Below are descriptions of some of the more subtle controls within this repo and complex use cases.

  • API: Should you use to interface with mlds outside of the command line, the main entry point for the repo is the process function within the datasets module. The docstring contains all of the necessary details surrounding arguments and their required types. An example of interfacing with mlds in this way can be found in the dnn_prepare example script.

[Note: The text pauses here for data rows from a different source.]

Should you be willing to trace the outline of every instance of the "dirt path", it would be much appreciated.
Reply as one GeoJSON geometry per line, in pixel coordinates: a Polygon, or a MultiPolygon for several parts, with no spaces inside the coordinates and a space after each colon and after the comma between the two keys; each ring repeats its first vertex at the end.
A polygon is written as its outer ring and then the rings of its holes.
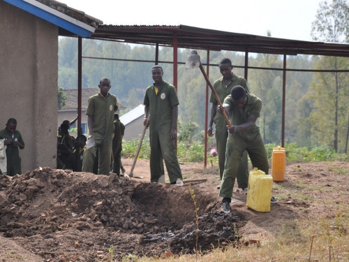
{"type": "MultiPolygon", "coordinates": [[[[126,173],[132,162],[123,160],[126,173]]],[[[286,180],[274,183],[279,202],[270,212],[247,208],[246,196],[235,188],[232,212],[227,215],[218,197],[218,167],[190,163],[181,168],[185,180],[207,179],[191,186],[202,250],[236,238],[268,241],[285,221],[335,215],[339,208],[327,206],[327,199],[349,200],[348,163],[289,163],[286,180]],[[306,196],[297,197],[297,191],[306,196]]],[[[144,178],[129,181],[47,168],[13,179],[0,175],[0,260],[94,261],[112,245],[119,259],[191,252],[196,226],[188,186],[149,183],[148,161],[138,160],[133,174],[144,178]]]]}

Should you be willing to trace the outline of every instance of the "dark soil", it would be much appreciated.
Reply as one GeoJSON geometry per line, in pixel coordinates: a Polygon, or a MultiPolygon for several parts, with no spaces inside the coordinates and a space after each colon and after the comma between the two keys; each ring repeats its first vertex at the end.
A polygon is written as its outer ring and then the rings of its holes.
{"type": "MultiPolygon", "coordinates": [[[[123,161],[126,170],[131,163],[123,161]]],[[[331,187],[348,194],[348,182],[334,168],[339,166],[348,170],[349,164],[289,163],[283,187],[276,187],[273,194],[287,194],[299,183],[321,186],[322,192],[309,192],[312,198],[327,197],[323,193],[331,187]]],[[[258,213],[246,207],[246,195],[235,189],[232,213],[226,214],[216,189],[218,167],[184,163],[181,168],[186,179],[207,181],[192,183],[191,193],[187,184],[151,184],[149,162],[142,160],[133,173],[142,180],[49,168],[13,177],[0,175],[0,259],[95,261],[105,258],[111,245],[117,260],[129,254],[192,253],[197,235],[205,252],[222,243],[263,240],[283,221],[332,212],[314,201],[288,197],[272,205],[269,213],[258,213]]]]}

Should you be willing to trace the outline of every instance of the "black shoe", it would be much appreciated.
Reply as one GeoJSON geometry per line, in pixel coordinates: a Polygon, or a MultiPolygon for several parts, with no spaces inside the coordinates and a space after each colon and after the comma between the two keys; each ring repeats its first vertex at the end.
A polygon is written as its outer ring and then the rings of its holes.
{"type": "Polygon", "coordinates": [[[228,202],[222,202],[222,211],[225,213],[230,212],[230,203],[228,202]]]}

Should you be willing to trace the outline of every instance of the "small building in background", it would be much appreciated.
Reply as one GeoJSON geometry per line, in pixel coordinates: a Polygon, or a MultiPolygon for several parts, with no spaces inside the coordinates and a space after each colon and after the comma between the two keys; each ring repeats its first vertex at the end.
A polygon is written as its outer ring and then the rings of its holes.
{"type": "MultiPolygon", "coordinates": [[[[139,138],[143,131],[143,122],[144,119],[144,105],[140,105],[130,112],[120,117],[120,122],[125,126],[124,139],[131,141],[133,138],[139,138]]],[[[146,134],[149,135],[149,129],[146,134]]]]}
{"type": "MultiPolygon", "coordinates": [[[[66,105],[59,110],[58,110],[58,126],[61,125],[64,120],[72,121],[77,116],[77,89],[63,89],[66,94],[66,105]]],[[[87,115],[86,115],[86,110],[87,109],[87,104],[89,98],[94,96],[99,92],[98,87],[87,87],[82,89],[82,104],[81,104],[81,128],[82,133],[86,134],[89,131],[89,126],[87,125],[87,115]]],[[[125,110],[126,107],[123,105],[118,100],[119,108],[117,112],[119,114],[120,110],[125,110]]],[[[77,122],[70,126],[70,130],[75,129],[77,126],[77,122]]],[[[77,131],[70,133],[74,137],[76,137],[77,133],[77,131]]]]}

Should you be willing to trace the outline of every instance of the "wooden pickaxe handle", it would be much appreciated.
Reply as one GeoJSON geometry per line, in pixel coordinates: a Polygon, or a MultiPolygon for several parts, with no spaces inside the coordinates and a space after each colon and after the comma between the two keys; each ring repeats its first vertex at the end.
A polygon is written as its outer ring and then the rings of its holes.
{"type": "MultiPolygon", "coordinates": [[[[212,84],[211,84],[211,82],[209,82],[209,79],[207,77],[207,75],[206,74],[206,72],[204,70],[204,68],[202,67],[202,64],[200,63],[200,70],[201,70],[201,73],[202,73],[202,75],[204,75],[204,78],[206,80],[206,82],[209,86],[209,88],[211,88],[211,90],[212,90],[212,93],[214,93],[214,97],[216,98],[216,100],[217,101],[219,106],[223,108],[223,105],[222,103],[221,102],[221,100],[219,100],[219,97],[217,94],[217,92],[216,92],[216,89],[214,89],[214,86],[212,84]]],[[[231,126],[232,124],[230,123],[230,120],[229,120],[229,118],[228,117],[227,114],[225,113],[225,110],[223,111],[223,115],[224,118],[225,119],[225,121],[227,122],[228,126],[231,126]]]]}
{"type": "Polygon", "coordinates": [[[138,148],[137,149],[137,152],[135,153],[135,159],[133,159],[133,163],[132,163],[131,169],[130,170],[130,173],[128,174],[128,175],[131,177],[133,176],[133,169],[135,169],[135,163],[137,162],[137,159],[138,158],[138,154],[140,154],[140,147],[142,147],[143,138],[144,138],[145,131],[147,131],[147,127],[149,124],[149,120],[150,120],[150,115],[148,115],[148,118],[147,119],[147,124],[143,128],[143,131],[142,132],[142,136],[140,140],[140,144],[138,145],[138,148]]]}

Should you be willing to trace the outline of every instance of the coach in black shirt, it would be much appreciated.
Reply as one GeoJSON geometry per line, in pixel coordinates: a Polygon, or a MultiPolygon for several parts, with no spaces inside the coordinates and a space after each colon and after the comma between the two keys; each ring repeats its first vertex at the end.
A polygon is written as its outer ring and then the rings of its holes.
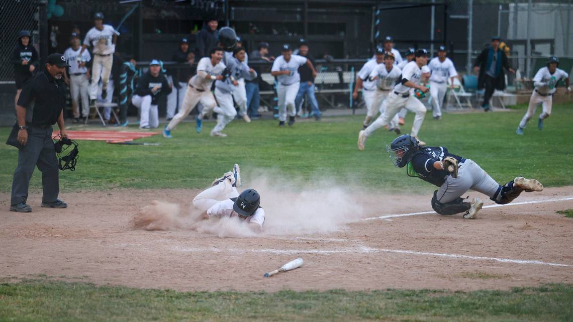
{"type": "Polygon", "coordinates": [[[52,139],[52,125],[57,122],[62,137],[66,136],[63,112],[66,87],[62,77],[65,68],[69,66],[62,54],[52,54],[47,61],[44,70],[24,85],[16,104],[19,151],[18,167],[12,182],[11,211],[32,211],[26,201],[30,179],[36,166],[42,172],[42,207],[68,206],[58,199],[58,162],[52,139]]]}

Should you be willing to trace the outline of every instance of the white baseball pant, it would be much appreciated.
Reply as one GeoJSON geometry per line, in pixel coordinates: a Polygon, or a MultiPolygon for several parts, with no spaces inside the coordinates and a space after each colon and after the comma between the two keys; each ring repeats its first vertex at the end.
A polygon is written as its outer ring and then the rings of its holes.
{"type": "Polygon", "coordinates": [[[157,105],[151,105],[151,95],[140,96],[134,95],[131,98],[134,106],[140,109],[139,128],[150,127],[155,128],[159,126],[159,117],[157,105]]]}
{"type": "Polygon", "coordinates": [[[213,109],[217,113],[217,125],[211,132],[221,132],[225,125],[231,123],[237,116],[237,111],[233,105],[233,96],[230,93],[223,93],[218,88],[215,88],[215,97],[218,105],[213,109]]]}
{"type": "Polygon", "coordinates": [[[383,105],[384,105],[384,113],[364,129],[364,134],[367,137],[372,135],[378,128],[390,124],[390,121],[395,117],[396,113],[402,107],[416,113],[414,124],[412,125],[412,131],[410,134],[412,136],[418,136],[418,132],[426,116],[426,107],[422,104],[422,102],[413,95],[410,95],[407,97],[403,97],[392,92],[384,100],[383,105]]]}
{"type": "Polygon", "coordinates": [[[295,100],[299,93],[299,87],[300,82],[296,82],[291,85],[282,85],[280,83],[277,85],[277,92],[278,95],[278,120],[284,122],[286,120],[286,112],[289,116],[296,115],[296,108],[295,106],[295,100]]]}
{"type": "Polygon", "coordinates": [[[442,116],[442,105],[447,91],[447,83],[430,82],[430,95],[431,96],[431,104],[434,108],[432,115],[434,117],[442,116]]]}
{"type": "Polygon", "coordinates": [[[540,103],[541,104],[543,111],[539,115],[539,118],[544,120],[549,117],[549,116],[551,115],[553,95],[541,96],[537,92],[533,91],[533,92],[531,93],[531,97],[529,99],[529,107],[527,108],[525,115],[521,119],[521,121],[519,123],[519,127],[525,128],[527,122],[529,121],[533,114],[535,113],[535,110],[537,109],[537,107],[540,103]]]}
{"type": "Polygon", "coordinates": [[[111,66],[113,64],[113,54],[102,56],[97,54],[93,55],[92,64],[92,83],[89,84],[89,99],[97,98],[98,84],[101,78],[103,87],[107,88],[111,74],[111,66]]]}
{"type": "Polygon", "coordinates": [[[70,94],[72,95],[72,109],[73,117],[80,117],[79,97],[81,97],[81,111],[84,117],[89,114],[89,97],[88,87],[89,80],[85,74],[70,75],[70,94]]]}
{"type": "Polygon", "coordinates": [[[223,180],[195,196],[193,198],[193,206],[202,212],[206,211],[219,201],[238,196],[237,188],[231,186],[228,180],[223,180]]]}
{"type": "Polygon", "coordinates": [[[247,113],[247,90],[245,87],[245,79],[240,78],[237,81],[239,83],[235,90],[233,91],[233,98],[239,107],[239,115],[241,116],[247,113]]]}
{"type": "MultiPolygon", "coordinates": [[[[113,85],[113,80],[109,80],[108,82],[108,87],[105,89],[107,96],[105,99],[101,98],[101,92],[103,92],[103,82],[100,82],[99,87],[97,89],[97,101],[100,103],[111,103],[113,96],[113,89],[115,88],[113,85]]],[[[111,117],[111,107],[106,106],[104,108],[104,119],[109,120],[111,117]]]]}
{"type": "Polygon", "coordinates": [[[197,105],[201,103],[203,105],[203,111],[201,112],[202,115],[207,115],[211,112],[215,107],[217,106],[217,102],[215,101],[215,97],[213,94],[209,91],[199,92],[196,88],[187,85],[187,91],[185,92],[185,97],[183,99],[183,103],[181,104],[181,108],[173,119],[169,122],[167,125],[167,129],[172,130],[177,124],[183,120],[191,111],[197,105]]]}

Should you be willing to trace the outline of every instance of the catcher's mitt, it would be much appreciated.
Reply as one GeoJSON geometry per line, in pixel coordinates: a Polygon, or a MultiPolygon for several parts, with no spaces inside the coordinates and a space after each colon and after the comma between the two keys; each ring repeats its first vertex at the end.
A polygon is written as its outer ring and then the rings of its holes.
{"type": "Polygon", "coordinates": [[[458,177],[458,160],[452,156],[446,156],[442,161],[442,167],[454,178],[458,177]]]}

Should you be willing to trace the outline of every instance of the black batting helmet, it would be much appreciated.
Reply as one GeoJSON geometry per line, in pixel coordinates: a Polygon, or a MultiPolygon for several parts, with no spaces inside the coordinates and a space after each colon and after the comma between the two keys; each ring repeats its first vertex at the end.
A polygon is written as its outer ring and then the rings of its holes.
{"type": "Polygon", "coordinates": [[[237,197],[233,210],[241,216],[249,217],[254,214],[261,204],[261,196],[254,189],[247,189],[237,197]]]}
{"type": "Polygon", "coordinates": [[[405,134],[394,139],[390,146],[387,145],[386,152],[390,154],[390,159],[394,165],[402,168],[418,150],[418,140],[415,138],[405,134]]]}
{"type": "Polygon", "coordinates": [[[223,27],[219,30],[219,42],[226,52],[231,52],[237,45],[237,34],[229,27],[223,27]]]}

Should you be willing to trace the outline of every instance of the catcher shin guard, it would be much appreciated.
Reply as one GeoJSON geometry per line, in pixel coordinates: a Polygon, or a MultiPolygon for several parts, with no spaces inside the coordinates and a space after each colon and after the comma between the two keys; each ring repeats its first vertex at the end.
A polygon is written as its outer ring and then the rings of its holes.
{"type": "Polygon", "coordinates": [[[442,203],[438,201],[436,194],[438,190],[434,191],[434,197],[431,198],[431,207],[436,213],[441,215],[455,215],[460,213],[465,213],[469,210],[472,205],[468,202],[464,202],[464,199],[458,198],[456,200],[442,203]]]}

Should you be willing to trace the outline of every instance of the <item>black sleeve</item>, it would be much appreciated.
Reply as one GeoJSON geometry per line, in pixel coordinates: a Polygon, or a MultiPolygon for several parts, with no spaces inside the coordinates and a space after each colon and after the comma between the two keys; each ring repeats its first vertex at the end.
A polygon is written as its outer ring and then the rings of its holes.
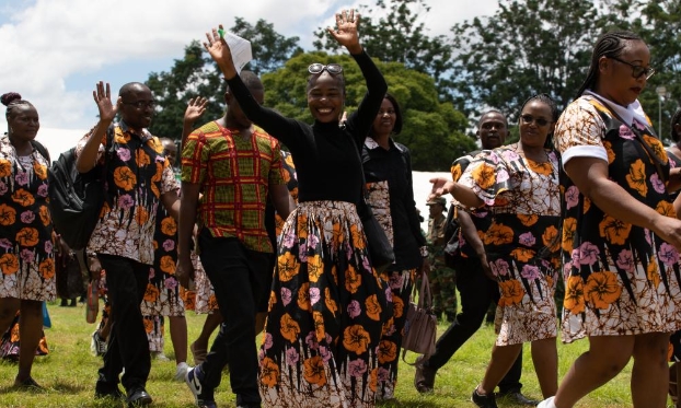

  • Cleaning: When a dataset is to be processed from the command line, it can be optionally cleaned by passing --destupefy as an argument. This applies a transformation, after all other transformations, via the Destupefier. The Destupifier is an experimental transformer that removes duplicate columns, duplicate rows, and single-valued columns. This is particularly useful when exploring data reduction techniques that may produce a large amount of irrelevant features or duplicate samples.

  • Downloading: If you wish to add a dataset that is not easily retrievable from another library (i.e, TensorFlow Datasets, Torchvision Datasets, pandas.read_csv, etc.), then you may find the download function within mlds.downloaders helpful. Specifically, given a tuple of URLs, mlds.downloaders.download leverages the Requests library to return a dictionary containing the requested resource as a bytes object.

  • Partitions: Following best practices, transformations are fit to the training set and transformed to all other partitions. A partition is considered to be a training set if its key is "train" in the data dictionary returned by dataset downloaders (This is commonly the case when downloading datasets through other frameworks such as Torchvision Datasets and TensorFlow Datasets). If the data dictionary does not contain this key, then all partitions are fitted and transformed separately.

  • Transformations: Currently, the following data transformations are supported:

    Adding custom transformations requires inheriting sklearn.base.BaseEstimator and sklearn.base.TransformerMixin and implementing fit, set_output, and transform methods. Alternatively, transformations from other libraries can be simply aliased into the transformations module.

Repo Overview

This repo was designed to allow easily download and manipulate data from a variety of different sources (which may have many deficiencies) with a suite of transformations. The vast majority of the legwork is done within the mlds.datasets.process method; once datasets are downloaded via downloader, then data transformations are composed and applied via ColumnTransformer. As described above, if "train" is a key in the dictionary representing the dataset, then the transformers are fit only to this partition.

Notably, the order of features is preserved, post-transformation (including expanding categorical features with one-hot vectors), and a set of metadata is saved with the transformed dataset, including: the names of the partitions, the transformations that were applied, the current abbreviated commit hash of the repo, the number of samples, the number of features, the number of classes, one-hot mappings (if applicable), and class mappings (if a label encoding scheme was applied). Metadata that pertains to the entire dataset (such as the transformations that were applied) is saved as a dictionary attribute for Dataset objects, while partition-specific information (such as the number of samples) is saved as an attribute for Partition objects (which are set as attributes in Dataset objects).